Dr. Camper Connects with Multiple Cores to Explore Islet 1’s Surprising Role in Pituitary Development

Sally Camper, Ph.D.

Sally Camper, Ph.D. is the Margery Shaw Distinguished University Professor of Human Genetics and Internal Medicine at the University of Michigan Medical School. Her research on pituitary gland dysfunction has revealed important information on the source of birth defects through an unexpected discovery.

Dr. Camper’s research focused on the Islet 1 gene, known for being very important to the development of the heart, pancreas, and vision, but with an unknown role in the pituitary gland. The pituitary gland plays a significant role in human physiology. Referred to as the “master gland,” it regulates many bodily functions including: fertility, growth, metabolism, and the stress response. The organ doesn’t develop properly in some children with birth defects, resulting in pituitary disorders.

The Medical School’s Transgenic Core was used to create a tool that could specifically delete genes in the pituitary gland if those cells were expressly engineered a certain way. The tool is very significant to Dr. Camper’s research on pituitary dysfunction as it is the very first of its kind. It was used to remove the Islet 1 gene from the pituitaries of laboratory mice.

Dr. Camper said she anticipated that the removal of Islet 1 would cause failure of the pituitary to develop hormone-producing cells. What happened instead surprised researchers. Some normal cells developed, but there were numerous fluid-filled cysts called Rathke cleft cysts. This was not the answer they were looking for, but the new discovery confirmed just how important Islet 1 is to pituitary development, much more than was previously known.

Cysts have ciliated cells, express keratin 8 (Image provided by Sally Camper)

Rathke cleft cysts are a birth defect. They are rare and not cancerous but can be problematic causing symptoms such as visual disturbance and headaches. As the cysts grow, they can put pressure on the pituitary gland and they can also put pressure on optic nerves located above the pituitary gland. Other symptoms include nausea, fatigue, and diabetes insipidus. They’re classified as an embryologic abnormality because they develop during growth in the womb. Current treatment for pituitary cysts includes surgery to drain the cyst or remove it if symptoms persist. If symptoms are not problematic, the cysts can be left alone.

The goal for Dr. Camper’s research going forward is to see if tissue being studied in mice is similar to or matches tissue removed from humans who have had Rathke cleft cysts removed. Dr. Camper plans to collaborate with researchers in Iowa and the UK to view the human tissue samples and compare them to tissue found in mice. She also hopes to discover more information on what causes Rathke cleft cysts to occur and learn more about how they develop.

Though Dr. Camper and her lab have made exciting progress, the discovery doesn’t point directly to a cure for these birth defects. Researchers are still trying to figure out what can prohibit these cysts from growing in the first place. Preventative treatment could be many years away, but now that an animal model exists, researchers can work to discover what might inhibit these cysts from growing and possibly transition it into a therapy in the future.

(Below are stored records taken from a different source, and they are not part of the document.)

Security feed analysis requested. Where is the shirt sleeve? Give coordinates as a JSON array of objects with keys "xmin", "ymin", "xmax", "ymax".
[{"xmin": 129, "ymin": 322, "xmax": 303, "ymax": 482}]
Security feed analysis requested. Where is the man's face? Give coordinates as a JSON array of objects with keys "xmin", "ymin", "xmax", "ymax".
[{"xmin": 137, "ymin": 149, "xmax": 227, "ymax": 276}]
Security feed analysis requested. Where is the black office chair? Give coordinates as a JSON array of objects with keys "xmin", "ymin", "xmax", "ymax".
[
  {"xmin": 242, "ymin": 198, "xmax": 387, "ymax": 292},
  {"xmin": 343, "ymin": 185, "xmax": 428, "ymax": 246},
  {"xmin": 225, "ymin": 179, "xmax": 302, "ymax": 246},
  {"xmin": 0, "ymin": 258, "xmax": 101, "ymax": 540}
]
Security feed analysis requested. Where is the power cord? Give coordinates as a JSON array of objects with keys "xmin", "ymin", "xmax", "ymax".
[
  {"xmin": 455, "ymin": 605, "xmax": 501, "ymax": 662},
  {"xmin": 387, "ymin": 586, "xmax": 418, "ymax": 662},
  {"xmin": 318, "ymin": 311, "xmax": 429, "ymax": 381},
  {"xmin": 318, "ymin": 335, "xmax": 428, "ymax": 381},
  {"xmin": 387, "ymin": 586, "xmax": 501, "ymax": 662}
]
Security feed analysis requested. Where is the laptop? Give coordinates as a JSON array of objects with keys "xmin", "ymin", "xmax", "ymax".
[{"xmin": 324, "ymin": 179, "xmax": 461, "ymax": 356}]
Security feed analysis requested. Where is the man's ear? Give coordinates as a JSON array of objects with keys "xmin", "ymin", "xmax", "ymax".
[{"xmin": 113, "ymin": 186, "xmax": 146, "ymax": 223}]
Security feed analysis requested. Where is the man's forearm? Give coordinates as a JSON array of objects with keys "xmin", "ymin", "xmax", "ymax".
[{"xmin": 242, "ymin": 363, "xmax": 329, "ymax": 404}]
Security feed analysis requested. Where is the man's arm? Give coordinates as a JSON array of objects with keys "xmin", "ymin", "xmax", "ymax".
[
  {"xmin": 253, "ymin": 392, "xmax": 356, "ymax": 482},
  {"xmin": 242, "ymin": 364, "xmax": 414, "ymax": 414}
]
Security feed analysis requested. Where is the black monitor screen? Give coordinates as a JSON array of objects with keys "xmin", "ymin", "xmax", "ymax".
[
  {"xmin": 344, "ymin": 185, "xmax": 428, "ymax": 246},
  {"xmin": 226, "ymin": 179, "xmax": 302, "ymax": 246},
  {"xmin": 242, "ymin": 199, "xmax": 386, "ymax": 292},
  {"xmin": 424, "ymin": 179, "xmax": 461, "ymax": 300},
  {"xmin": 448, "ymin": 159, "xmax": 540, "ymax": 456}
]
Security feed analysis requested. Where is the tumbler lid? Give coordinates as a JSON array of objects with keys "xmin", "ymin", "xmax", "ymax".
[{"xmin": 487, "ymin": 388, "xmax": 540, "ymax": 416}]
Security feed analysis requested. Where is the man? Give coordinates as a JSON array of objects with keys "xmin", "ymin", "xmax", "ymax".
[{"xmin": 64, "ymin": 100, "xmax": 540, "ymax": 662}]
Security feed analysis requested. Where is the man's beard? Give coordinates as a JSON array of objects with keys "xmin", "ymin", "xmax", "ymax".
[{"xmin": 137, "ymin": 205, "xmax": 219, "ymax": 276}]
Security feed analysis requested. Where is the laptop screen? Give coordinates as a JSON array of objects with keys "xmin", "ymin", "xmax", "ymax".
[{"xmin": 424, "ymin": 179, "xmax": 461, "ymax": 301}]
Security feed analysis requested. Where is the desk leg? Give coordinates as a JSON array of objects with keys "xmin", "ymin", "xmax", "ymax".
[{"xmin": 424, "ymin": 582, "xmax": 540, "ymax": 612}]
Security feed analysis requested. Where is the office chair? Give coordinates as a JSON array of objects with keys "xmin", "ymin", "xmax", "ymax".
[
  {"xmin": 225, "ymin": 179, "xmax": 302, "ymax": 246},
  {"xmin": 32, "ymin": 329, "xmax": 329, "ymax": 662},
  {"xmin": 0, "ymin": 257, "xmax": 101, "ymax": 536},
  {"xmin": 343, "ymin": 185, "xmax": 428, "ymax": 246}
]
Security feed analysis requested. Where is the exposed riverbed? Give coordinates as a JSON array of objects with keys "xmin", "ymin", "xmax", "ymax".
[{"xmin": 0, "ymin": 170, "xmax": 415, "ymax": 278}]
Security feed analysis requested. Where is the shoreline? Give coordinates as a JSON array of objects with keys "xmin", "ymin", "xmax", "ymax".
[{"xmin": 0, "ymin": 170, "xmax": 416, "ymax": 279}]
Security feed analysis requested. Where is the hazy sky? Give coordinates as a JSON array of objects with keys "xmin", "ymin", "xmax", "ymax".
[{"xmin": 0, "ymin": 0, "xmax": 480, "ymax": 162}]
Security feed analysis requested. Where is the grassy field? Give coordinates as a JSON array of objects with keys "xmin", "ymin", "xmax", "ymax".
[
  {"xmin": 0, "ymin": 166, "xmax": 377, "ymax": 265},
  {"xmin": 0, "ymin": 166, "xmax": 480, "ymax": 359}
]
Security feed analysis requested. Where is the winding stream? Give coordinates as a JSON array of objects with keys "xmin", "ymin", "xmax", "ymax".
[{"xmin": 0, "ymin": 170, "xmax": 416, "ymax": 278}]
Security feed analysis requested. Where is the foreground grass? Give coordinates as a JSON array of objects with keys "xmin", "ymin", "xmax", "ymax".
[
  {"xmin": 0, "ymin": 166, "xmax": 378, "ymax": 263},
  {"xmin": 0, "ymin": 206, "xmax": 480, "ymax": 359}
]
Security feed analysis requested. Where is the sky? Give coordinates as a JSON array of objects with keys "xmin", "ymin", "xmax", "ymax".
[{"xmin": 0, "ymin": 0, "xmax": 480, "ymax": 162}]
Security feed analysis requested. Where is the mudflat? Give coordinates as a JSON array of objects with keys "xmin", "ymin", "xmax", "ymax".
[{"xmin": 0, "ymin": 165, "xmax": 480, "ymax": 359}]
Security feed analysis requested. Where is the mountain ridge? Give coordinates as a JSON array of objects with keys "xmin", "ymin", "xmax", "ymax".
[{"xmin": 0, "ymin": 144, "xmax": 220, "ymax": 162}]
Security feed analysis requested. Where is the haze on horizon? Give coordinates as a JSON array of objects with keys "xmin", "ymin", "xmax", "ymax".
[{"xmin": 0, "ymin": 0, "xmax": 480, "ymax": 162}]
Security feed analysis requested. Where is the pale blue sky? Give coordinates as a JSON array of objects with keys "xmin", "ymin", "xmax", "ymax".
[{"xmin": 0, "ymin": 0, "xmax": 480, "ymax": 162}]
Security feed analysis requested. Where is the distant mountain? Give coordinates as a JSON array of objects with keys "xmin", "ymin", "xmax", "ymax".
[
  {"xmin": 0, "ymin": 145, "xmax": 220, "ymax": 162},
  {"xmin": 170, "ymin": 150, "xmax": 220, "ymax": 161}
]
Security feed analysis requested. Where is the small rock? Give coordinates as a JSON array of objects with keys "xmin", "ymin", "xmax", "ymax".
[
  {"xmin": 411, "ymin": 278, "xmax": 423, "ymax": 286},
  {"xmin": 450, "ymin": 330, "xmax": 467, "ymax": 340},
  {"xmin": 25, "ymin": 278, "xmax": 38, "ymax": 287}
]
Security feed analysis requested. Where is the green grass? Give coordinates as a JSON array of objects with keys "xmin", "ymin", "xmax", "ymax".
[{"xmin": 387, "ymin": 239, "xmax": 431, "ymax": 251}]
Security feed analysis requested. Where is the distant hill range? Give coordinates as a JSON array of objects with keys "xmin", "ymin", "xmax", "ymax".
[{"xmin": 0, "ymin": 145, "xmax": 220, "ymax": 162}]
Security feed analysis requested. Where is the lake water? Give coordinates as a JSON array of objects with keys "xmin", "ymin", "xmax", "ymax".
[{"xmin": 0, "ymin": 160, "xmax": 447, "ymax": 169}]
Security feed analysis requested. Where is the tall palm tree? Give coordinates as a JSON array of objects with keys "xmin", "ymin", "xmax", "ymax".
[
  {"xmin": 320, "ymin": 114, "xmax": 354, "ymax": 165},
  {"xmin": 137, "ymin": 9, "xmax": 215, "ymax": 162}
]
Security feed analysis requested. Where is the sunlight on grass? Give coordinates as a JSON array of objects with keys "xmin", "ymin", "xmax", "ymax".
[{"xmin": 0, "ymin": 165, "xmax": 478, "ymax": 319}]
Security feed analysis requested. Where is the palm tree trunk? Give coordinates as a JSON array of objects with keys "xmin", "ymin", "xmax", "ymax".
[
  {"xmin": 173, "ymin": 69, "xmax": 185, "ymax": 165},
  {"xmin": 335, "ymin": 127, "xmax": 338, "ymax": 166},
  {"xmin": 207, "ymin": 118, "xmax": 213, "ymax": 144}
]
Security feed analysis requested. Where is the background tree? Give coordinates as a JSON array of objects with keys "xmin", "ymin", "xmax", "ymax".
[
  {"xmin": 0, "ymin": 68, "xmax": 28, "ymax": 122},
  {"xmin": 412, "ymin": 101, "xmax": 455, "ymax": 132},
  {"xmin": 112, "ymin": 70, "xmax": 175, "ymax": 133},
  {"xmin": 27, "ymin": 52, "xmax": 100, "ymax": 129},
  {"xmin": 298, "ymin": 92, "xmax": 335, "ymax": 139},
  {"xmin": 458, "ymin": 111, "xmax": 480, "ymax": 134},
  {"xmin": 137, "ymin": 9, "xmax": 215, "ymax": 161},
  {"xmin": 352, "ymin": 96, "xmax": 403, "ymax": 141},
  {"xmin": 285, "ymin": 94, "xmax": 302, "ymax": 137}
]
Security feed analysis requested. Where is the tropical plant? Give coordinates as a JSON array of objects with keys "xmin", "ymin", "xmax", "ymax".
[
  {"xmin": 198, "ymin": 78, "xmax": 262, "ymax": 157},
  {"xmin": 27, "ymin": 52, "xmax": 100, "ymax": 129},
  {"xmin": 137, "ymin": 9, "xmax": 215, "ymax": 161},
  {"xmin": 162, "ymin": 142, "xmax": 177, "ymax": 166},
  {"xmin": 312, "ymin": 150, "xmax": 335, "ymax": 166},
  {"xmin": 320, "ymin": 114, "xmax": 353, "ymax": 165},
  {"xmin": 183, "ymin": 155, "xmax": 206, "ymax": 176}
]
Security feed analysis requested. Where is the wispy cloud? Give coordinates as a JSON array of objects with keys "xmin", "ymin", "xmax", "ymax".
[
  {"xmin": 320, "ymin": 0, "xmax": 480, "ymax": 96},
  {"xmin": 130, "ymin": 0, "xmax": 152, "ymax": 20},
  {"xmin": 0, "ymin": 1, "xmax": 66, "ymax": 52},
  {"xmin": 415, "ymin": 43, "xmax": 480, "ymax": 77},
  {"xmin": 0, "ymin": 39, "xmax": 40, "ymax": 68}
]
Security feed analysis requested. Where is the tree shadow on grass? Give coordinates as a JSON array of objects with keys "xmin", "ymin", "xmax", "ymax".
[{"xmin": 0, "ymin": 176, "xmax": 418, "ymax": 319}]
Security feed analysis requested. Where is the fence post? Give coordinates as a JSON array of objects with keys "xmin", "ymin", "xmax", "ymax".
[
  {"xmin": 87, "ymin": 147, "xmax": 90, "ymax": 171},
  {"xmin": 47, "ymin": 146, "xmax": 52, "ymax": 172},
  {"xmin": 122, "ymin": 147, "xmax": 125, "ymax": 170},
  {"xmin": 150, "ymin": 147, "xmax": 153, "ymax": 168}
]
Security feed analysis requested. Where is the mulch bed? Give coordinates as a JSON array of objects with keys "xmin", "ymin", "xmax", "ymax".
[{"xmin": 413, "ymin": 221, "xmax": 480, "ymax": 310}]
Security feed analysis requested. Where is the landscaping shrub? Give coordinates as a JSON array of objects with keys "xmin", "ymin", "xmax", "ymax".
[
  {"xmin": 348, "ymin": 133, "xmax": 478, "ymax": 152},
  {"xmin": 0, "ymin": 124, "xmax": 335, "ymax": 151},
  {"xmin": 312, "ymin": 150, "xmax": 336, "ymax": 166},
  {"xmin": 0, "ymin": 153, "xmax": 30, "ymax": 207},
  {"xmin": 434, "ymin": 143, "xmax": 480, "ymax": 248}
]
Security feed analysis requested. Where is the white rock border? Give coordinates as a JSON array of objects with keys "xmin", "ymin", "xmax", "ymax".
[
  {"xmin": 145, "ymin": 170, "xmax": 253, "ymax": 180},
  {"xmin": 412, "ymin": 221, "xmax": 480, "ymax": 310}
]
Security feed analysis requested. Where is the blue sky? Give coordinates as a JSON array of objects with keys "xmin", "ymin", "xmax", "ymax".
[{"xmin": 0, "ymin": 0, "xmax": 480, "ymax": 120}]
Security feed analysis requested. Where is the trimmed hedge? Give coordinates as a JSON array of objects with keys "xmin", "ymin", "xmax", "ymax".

Dr. Camper’s discovery would not have been possible without Michelle Brinkmeier, the lead staff member on this project, and the Transgenic Core. The Transgenic Core was instrumental in creating the very first animal model of the Rathke cleft pituitary cysts disorder. Dr. Camper also tapped the Advanced Genomics Core to do an RNA Sequencing experiment on pituitary tissues from mice with and without Islet 1. This experiment showed all of the gene expression differences and revealed genes that might drive cyst formation. Once the sequencing was complete, the Bioinformatics Core analyzed the RNA Sequencing data.

Sally has worked at U-M for 29 years. Upon arriving at the University, she founded the Transgenic Core in 1989, spending two decades leading the Core. She also spent 11 years as the Human Genetics department chair. Her current focus is on her research.